Travailler en société et non sous statut d’indépendant présente plusieurs avantages. Une société qui possède une personnalité juridique – comme une SA ou une SPRL – vous permet de limiter votre responsabilité civile de dirigeant ou de gérant à votre apport. Mais de nombreuses sociétés sont avant tout constituées pour des raisons fiscales. Ainsi, toutes les dépenses justifiables que consent une société pour réaliser des bénéfices imposables constituent des frais professionnels déductibles. Une société permet également de constituer une pension extralégale plus élevée, notamment via une assurance groupe ou un engagement individuel de pension. Au fil du temps, une société prospère peut amasser d’importants bénéfices qui devront être distribués tôt ou tard. Plus loin dans cet article, nous nous arrêterons sur les techniques les plus courantes utilisées pour retirer vos économies de votre société de manière fiscalement avantageuse.
1. Se verser un salaire minimal
Pour des raisons fiscales, la plupart des dirigeants d’entreprise s’octroient le plus faible salaire possible. En effet, le montant que vous verse votre société sous la forme de salaire a déjà été soumis à l’impôt des sociétés (dont le taux normal s’établit actuellement à 33,99%). Ensuite, ce salaire est à nouveau soumis dans votre chef au taux progressif de l’impôt des personnes physiques – maximum 50 % plus les centimes additionnels communaux – et à des cotisations sociales. Au total, vous perdez rapidement 60 % du salaire versé par votre société.
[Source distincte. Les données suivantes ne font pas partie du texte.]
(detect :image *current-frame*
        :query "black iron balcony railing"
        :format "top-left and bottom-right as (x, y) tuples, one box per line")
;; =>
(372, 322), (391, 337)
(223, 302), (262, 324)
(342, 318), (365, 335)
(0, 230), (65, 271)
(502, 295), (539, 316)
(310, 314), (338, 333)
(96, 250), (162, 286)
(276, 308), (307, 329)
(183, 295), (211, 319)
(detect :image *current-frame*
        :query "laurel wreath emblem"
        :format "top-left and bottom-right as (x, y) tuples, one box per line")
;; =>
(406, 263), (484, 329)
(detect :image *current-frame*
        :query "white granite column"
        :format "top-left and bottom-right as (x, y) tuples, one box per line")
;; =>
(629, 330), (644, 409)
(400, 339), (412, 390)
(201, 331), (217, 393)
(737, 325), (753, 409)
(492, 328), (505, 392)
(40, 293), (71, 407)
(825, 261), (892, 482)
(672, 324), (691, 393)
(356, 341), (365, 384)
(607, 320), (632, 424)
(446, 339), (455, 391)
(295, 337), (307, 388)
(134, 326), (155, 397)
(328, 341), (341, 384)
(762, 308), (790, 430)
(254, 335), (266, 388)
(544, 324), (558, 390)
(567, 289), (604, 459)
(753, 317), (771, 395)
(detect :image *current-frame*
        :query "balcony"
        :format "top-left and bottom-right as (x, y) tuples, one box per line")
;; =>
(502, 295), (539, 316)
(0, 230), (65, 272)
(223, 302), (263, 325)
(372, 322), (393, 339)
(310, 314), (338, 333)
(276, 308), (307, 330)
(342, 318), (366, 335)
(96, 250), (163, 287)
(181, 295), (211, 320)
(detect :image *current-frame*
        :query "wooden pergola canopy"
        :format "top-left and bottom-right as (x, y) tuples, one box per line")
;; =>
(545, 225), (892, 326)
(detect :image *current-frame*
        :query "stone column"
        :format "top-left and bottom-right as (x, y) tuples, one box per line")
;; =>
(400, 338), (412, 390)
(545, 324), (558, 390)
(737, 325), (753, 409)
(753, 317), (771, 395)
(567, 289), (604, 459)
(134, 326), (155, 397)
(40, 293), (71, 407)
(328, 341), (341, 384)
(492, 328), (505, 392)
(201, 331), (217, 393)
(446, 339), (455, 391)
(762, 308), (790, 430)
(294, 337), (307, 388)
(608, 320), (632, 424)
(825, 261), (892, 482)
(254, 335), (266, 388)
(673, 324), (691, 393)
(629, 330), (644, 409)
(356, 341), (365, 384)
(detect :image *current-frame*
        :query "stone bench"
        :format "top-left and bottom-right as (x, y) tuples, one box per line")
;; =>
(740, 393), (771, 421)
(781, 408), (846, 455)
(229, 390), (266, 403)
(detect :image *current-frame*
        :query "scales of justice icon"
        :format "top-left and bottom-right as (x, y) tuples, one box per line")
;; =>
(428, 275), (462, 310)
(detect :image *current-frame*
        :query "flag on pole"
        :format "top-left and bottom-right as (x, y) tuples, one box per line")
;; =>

Faites constituer chaque année une réserve de liquidation par votre société. Vous réduirez ainsi le précompte mobilier dû sur les dividendes distribués.
Si vous disposez d’autres ressources privées suffisantes, il est donc important de vous verser le plus faible salaire possible. Mais vous avez aussi intérêt à appliquer les techniques d’optimisation suivantes. Par exemple, versez-vous un salaire minimal correspondant aux tranches de revenus les plus faibles à l’impôt des personnes physiques. Comme tout contribuable, vous avez en effet droit à une quotité minimale exemptée sur laquelle vous ne payez pas d’impôts. Cette quotité exemptée s’élève à 7.130 euros si vos revenus annuels imposables sont supérieurs à 26.510 euros. Si vos revenus annuels sont inférieurs à 26.510 euros, elle est portée à 7.420 euros. Ces quotités exemptées sont encore majorées en fonction du nombre d’enfants à charge. Par exemple, un dirigeant d’entreprise qui a deux enfants et un salaire imposable de moins de 26.510 euros aura droit à une quotité exemptée de 7.420 euros plus 3.900 euros – majoration pour deux enfants à charge – soit un total de 11.320 euros.
Cette quotité exemptée est un montant net. Pour obtenir votre salaire brut exonéré d’impôts, vous devez y ajouter vos frais professionnels déductibles. Ceux-ci correspondent en principe à un forfait de 3 %, plus les cotisations sociales que vous avez payées. Dans notre exemple, si vous payez 3.100 euros de cotisations sociales, le salaire brut exonéré d’impôt s’élèvera à 14.770,10 euros : (11.320 euros x 100/97) + 3.100 euros. Vous ne paierez donc pas d’impôt à titre privé si la société de notre exemple vous verse un montant brut de 14.770,10 euros en 2016.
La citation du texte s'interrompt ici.